Last week, technology and software investment firm KRM22 announced the launch of its Enterprise Risk Cockpit, a real-time enterprise risk management application for capital markets firms. RegTech Insight followed up with CEO Keith Todd to learn more about why the company is so committed to making a difference in capital markets compliance.
Having been involved in FinTech for over two decades now, Todd is well aware of how complex legacy systems can be for brokers, for asset managers – indeed for all participants. Built up over a long period of time, updating or replacing them can be both costly and complicated.
“Risk management essentially falls into four underlying domains: with enterprise risk as the over-arching domain under which falls market risk, regulatory risk, technology risk and operations risk,” he explains. “To address these, a massive number of individual systems have to be either built internally or acquired by third parties, and this can be extremely expensive. The financial crash of 2008 followed by massive regulatory pressure on firms to address wide-ranging issues have left some really big gaps that can be a challenge to fill.”
To solve this problem of cost and complexity, KRM22 believes that software-as-a-service (SaaS) is the answer. Notably, Todd was the CEO of FFastFill, a SaaS provider of derivatives trading products bought by ION Group for around £106 million back in 2013. Based on this experience, he subsequently launched KRM22 (a combination of Keiretsu Risk Management, the Japanese embrace of supply chain concept, and SAS regiment 22 signifying elite service and ‘best of the best’) in a bid to combat the increasingly siloed nature of risk management, with the goal of building a global risk platform on which all relative business functionality could be made available to customers from one platform.
“I asked practitioners two questions,” says Todd. “First, how many systems do you have involved in managing risk, and the answer was that they didn’t know. Second, how much do they cost? And the answer, unsurprisingly, was ‘too much’. Why? Because all the information is buried in budgets, spreadsheets and segmented legacy systems. So, we decided to build a SaaS-based one-stop-shop for risk tools.”
After a year of preparation, and a £10.3 million initial funding round, the firm was listed on London’s AIM on April 30, 2018. Since then, it has barely slowed down – with the acquisition of three additional companies (including market surveillance specialist Irisium, an expert enterprise software team and associated assets run by Andrew Smart, and Chicago-based Prime Analytics and its post-trade portfolio risk management product, ProOpticus) along with a series of new partnership, including machine learning/AI regulatory compliance application Ascent Regtech and a VaR engine to deliver complimentary functionality to ProOpticus, and a strong pipeline of further partnerships and acquisitions planned for 2019. The firm currently has £3.4 million of recurring revenues, 27 customers and 80 staff – not bad for a firm that is not even one year old.
“To make this work, all we need is market data, trading/business rules, and reference data,” explains Todd. “A single database eradicates the need for downstream post-trade reconciliations. The point is, that you need to simplify data architecture and create a golden source that can handle multiple regulatory requirements. We are working towards an agnostic ecosystem based on a core set of capabilities augmented by optional third-party services, underpinned by a standard data model.”
The firm’s first native product, the Enterprise Risk Cockpit, went live this month and Todd has been surprised by the initial response.
“I have to say that I expected a bigger challenge in the marketplace to get people to understand what we were proposing, but I’ve been overwhelmed by how quickly people understand the idea and its benefit,” he told RTI. “Our concept of a single location for all your regulatory and risk management applications has been dramatically easier to promote than I thought.”
With the dramatic recent changes in regulatory regimes across global jurisdictions, and the growing trend for established personal responsibility for senior executives, firms are under enormous pressure to ensure their compliance systems are up to date – yet the complexity of their legacy systems can result in breaches or fines simply because their infrastructure is not providing them with the right information at the right time.
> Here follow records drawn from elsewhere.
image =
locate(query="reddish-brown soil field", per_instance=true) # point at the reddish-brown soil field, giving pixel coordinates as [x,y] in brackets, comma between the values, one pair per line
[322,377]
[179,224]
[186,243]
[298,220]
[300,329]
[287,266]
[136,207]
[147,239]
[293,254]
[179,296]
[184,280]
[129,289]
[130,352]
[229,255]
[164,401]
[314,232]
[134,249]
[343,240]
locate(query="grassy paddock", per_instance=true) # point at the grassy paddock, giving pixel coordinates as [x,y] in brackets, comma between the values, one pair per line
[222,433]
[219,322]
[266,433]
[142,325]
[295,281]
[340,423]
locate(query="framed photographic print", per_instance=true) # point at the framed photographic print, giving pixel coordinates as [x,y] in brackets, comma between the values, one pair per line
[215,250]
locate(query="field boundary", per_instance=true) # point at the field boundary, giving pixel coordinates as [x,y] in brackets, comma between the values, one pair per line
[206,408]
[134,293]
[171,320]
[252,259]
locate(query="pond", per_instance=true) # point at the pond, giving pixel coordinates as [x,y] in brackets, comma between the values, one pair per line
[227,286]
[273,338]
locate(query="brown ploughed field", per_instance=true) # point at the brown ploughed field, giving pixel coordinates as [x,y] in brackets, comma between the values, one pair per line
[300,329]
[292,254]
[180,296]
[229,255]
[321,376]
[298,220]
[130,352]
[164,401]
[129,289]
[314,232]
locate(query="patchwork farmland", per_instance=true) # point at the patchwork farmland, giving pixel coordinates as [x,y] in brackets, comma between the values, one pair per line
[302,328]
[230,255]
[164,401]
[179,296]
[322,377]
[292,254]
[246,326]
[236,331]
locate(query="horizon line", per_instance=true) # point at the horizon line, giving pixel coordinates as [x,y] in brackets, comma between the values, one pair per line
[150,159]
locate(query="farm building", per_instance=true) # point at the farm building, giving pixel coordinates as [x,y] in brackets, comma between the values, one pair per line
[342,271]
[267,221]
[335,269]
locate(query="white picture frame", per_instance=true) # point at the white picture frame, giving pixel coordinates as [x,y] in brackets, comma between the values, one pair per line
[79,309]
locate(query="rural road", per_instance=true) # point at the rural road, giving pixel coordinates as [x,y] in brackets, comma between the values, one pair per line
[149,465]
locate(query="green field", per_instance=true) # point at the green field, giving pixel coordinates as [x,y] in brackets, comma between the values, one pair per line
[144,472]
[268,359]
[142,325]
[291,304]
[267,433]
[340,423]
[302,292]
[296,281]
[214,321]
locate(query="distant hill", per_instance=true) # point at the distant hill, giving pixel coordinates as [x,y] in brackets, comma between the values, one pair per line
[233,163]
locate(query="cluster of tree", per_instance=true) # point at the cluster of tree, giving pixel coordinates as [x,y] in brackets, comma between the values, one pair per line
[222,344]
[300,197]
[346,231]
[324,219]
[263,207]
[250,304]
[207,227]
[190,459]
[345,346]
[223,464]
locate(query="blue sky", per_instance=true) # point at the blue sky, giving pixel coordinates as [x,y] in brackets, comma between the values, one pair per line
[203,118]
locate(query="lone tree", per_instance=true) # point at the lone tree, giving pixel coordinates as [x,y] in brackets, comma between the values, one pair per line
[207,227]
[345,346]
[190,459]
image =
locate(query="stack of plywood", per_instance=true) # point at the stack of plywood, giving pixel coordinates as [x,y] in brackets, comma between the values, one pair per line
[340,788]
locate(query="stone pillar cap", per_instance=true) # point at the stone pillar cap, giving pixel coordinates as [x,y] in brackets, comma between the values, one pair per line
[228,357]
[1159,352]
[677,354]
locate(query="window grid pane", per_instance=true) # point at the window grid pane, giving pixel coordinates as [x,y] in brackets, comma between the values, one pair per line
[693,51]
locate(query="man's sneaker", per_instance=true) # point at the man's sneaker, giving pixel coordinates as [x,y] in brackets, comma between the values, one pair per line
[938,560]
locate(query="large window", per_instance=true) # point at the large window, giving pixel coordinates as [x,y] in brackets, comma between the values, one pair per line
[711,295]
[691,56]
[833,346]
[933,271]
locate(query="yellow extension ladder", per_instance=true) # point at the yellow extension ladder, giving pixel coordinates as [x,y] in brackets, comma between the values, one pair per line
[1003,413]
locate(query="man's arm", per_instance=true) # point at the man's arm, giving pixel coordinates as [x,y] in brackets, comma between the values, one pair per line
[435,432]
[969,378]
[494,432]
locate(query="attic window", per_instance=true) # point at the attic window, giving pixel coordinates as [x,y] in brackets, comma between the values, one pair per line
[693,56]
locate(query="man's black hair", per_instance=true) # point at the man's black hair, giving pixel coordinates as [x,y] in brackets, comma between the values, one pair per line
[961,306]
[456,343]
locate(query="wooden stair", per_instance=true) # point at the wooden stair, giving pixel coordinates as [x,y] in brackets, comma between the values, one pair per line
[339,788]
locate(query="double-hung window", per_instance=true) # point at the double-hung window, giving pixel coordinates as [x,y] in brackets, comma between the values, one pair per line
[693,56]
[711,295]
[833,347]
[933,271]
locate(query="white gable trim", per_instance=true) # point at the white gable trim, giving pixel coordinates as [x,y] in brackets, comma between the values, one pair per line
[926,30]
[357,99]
“It’s simple maths,” says Todd. “Costs have increased due to compliance, which has depressed return on capital below the thresholds that most firms want to be making. Firms are in the business to make money and that is what shareholders want to see. So they have to take action to address this – and our solution offers them exactly that.”
Going forward, KRM22 plans to build out its component functionality to offer a fuller array of solutions across the regulatory space: with target areas including AML, KYC, regulatory reporting. Whether through partnerships or acquisitions, the end goal is to act as a one-stop-shop for all risk control tools.
“The key is to be able to get data into a single data lake, and normalise it in a way that is translatable into useful information,” stresses Todd. “Data is hugely valuable, but it can be a burden rather than a benefit if it is not processed correctly. Now is the time to address the handcuffs of history, throw off the shackles and move into a new generation of risk management tools that can actually generate alpha.”